[Top][All Lists]
[Date Prev][Date Next][Thread Prev][Thread Next][Date Index][Thread Index]
Re: [Discuss-gnuradio] CPU Utilization and USRP2
From: |
Eric Blossom |
Subject: |
Re: [Discuss-gnuradio] CPU Utilization and USRP2 |
Date: |
Thu, 4 Nov 2010 14:19:52 -0700 |
User-agent: |
Mutt/1.5.21 (2010-09-15) |
On Thu, Nov 04, 2010 at 03:07:42PM -0500, Marc Epard wrote:
> This reminds me of a question. What do you guys use for profiling
> native code on Linux? I have a lot more experience on Mac OS where
> we have Shark, Instruments and the like.
Marc,
I like to use oprofile. It's packaged for Fedora and Ubuntu (and
probably the rest). It gets the job done using the h/w performance
counters, and as such, the measurement doesn't perturb the "regular"
execution time, and there's no need to recompile with special options.
It would be a great tool to use on this UHD problem to get a better
idea of exactly where the cycles are getting burned.

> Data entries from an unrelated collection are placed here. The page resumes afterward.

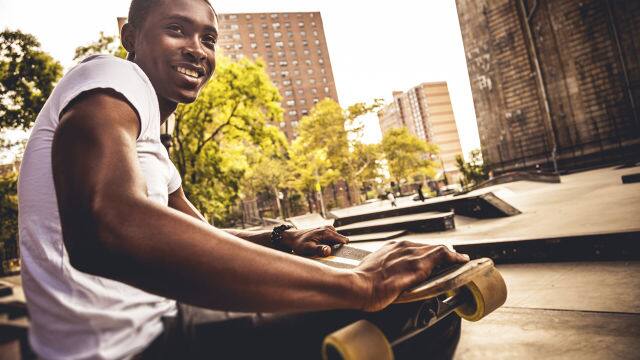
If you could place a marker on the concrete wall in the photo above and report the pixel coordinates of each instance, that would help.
(591, 80)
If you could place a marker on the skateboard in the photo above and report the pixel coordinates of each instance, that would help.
(472, 290)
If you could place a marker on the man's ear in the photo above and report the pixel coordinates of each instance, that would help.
(128, 36)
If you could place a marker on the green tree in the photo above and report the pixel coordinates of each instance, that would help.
(474, 171)
(8, 216)
(104, 45)
(216, 138)
(27, 77)
(331, 136)
(406, 154)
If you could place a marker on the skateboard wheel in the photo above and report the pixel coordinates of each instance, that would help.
(358, 341)
(488, 291)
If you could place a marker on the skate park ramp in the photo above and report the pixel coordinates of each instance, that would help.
(483, 206)
(571, 261)
(309, 221)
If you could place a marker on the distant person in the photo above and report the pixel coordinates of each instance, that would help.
(420, 193)
(116, 261)
(392, 198)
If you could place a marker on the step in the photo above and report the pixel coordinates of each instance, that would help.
(416, 223)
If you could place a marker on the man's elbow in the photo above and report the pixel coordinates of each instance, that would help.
(94, 242)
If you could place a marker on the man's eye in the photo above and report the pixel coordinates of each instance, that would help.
(175, 28)
(209, 41)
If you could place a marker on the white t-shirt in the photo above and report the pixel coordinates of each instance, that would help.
(75, 315)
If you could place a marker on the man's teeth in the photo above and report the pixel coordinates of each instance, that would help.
(191, 73)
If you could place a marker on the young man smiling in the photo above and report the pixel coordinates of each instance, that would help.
(108, 236)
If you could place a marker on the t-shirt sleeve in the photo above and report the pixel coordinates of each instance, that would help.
(175, 181)
(108, 72)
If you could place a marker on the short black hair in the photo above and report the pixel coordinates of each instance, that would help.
(139, 9)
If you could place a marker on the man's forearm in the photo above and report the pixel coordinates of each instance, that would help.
(257, 237)
(166, 252)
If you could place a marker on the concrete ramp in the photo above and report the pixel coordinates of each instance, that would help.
(309, 221)
(484, 206)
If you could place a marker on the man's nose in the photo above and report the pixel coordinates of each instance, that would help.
(194, 50)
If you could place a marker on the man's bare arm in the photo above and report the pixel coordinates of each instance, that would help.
(112, 229)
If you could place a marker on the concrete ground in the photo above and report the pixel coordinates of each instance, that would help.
(562, 310)
(590, 202)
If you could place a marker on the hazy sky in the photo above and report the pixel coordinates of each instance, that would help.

http://oprofile.sourceforge.net/docs
On Fedora 13:
$ rpm -qa | grep -i oprofile
oprofile-0.9.6-6.fc13.x86_64
oprofile-gui-0.9.6-6.fc13.x86_64
Eric
> On Nov 4, 2010, at 2:23 PM, Josh Blum wrote:
>
> > Well, there is extra overhead. A "pirate" thread in the the receive path
> > spins on the socket and inspects the contents. The packet may be an
> > asynchronous message packet for flow control or destined for the user. Or
> > it may be a data packet, in which case it is placed into a queue to be
> > popped off by the device::recv() call. No extra memcopies, its just
> > managing pointers.
> >
> > Could this pirate thread be removed? If the async messages came in over a
> > different UDP port, and the multi-device buffer alignment logic was
> > re-written to be event driven (when recv() is called). Then yes. And I will
> > probably implement this when I get the time. :-)
> >
> > So, my best guess is that you are mostly seeing the overhead of the thread
> > inspecting the packets. Of course there is also additional overhead added
> > by using UDP, parsing VRT packets, parsing inline message packets.
> >
> >
> > Thanks for testing it out BTW!
> > -Josh
> >
> > On 11/04/2010 10:46 AM, David Campbell wrote:
> >> Hi All,
> >> I've noticed that the C++ interfaces provided in gnu-radio and UHD for
> >> usrp2
> >> data streaming are CPU-intensive (UHD moreso than gnu-radio). I am
> >> wondering if
> >> there are easy ways to mitigate this or are there plans in the future to
> >> diminish these. For UHD a decimate by 16 process chews up 75% of a CPU
> >> just on
> >> the uhd::device::recv functiion (not much less even when I use
> >> RECV_MODE_FULL_BUFF and size the buffer to be 100x the size of a single
> >> packet). For gnuradio's the CPU utilization is more like 36% - still a
> >> lot.
> >>
> >> I may try to recode some of the lower-level interfaces in UHD if there
> >> is not
> >> an easy way to help improve CPU utilization.